En fait, le vote du Conseil porte sur deux catégories distinctes de constructions, et répond à deux problématiques différentes. En faisant sauter la limite des 37 mètres, on ajoutera quelques étages aux logements collectifs, sans dépasser la limite des 50 mètres, hauteur à laquelle commence le royaume des IGH, avec leurs contraintes réglementaires propres. Là, on est dans le pragmatique : il suffit de regarder la ZAC des Hauts de Malesherbes, qui, malgré la maîtrise d'oeuvre de Christian de Portzemparc, la qualité des intervenants et la pittoresque Flower Tower d'Édouard François, un amateur de web qui crache, donne, avec ses immeubles de hauteur et de volume identiques, une assez écrasante impression d'uniformité, pour comprendre qu'un peu plus de variété dans les dimensions, un peu plus d'espace libre au sol n'auraient pas été superflus.
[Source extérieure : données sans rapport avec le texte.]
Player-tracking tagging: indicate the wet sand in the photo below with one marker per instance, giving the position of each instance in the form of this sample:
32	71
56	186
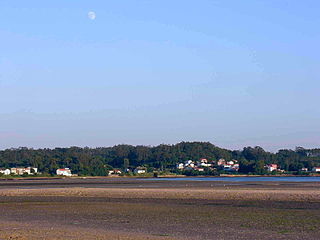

Avec la vraie hauteur, on entre dans le symbolique. Les quelques immeubles qui seront construits ne transformeront pas Paris en La Défense, ne rattraperont pas le retard accumulé face à la concurrence, pas plus qu'il ne permettront d'entrer dans la course à celui qui aura la plus haute, un jeu auquel l'Europe, et le monde anciennement développé, ne participent de toute façon plus depuis longtemps. Mais ils donneront à cette ville sinistre, avec ses enfilades de casernes haussmaniennes, un peu plus de variété, de liberté, et de modernité.

C'est bien l'irruption de ce terme haïssable qui irrite l'ancien allié. Le blog de l'ex-numéro 1 des Verts parisiens résonne de l'indignation du délaissé, et ses déclarations disent tout de son intention de tuer le monde moderne, intention typique de la volonté des Verts de ne voir dans cette capitale de 10 millions d'habitants  que le village qu'elle n'est plus depuis l'an mille. Au passage, on notera que l'image qui illustre l'effroi, l'horreur de ce que l'on ne veut plus voir n'est pas, comme d'habitude, la tour Montparnasse, mais le bien plus modeste et bien plus inventif hôtel Sheraton de Pierre Dufau. Voilà qui permet de compléter la revue des tactiques Delanoë d'un dernier élément décisif : savoir attendre que son allié soit suffisamment faible pour ne plus entraver ses plans.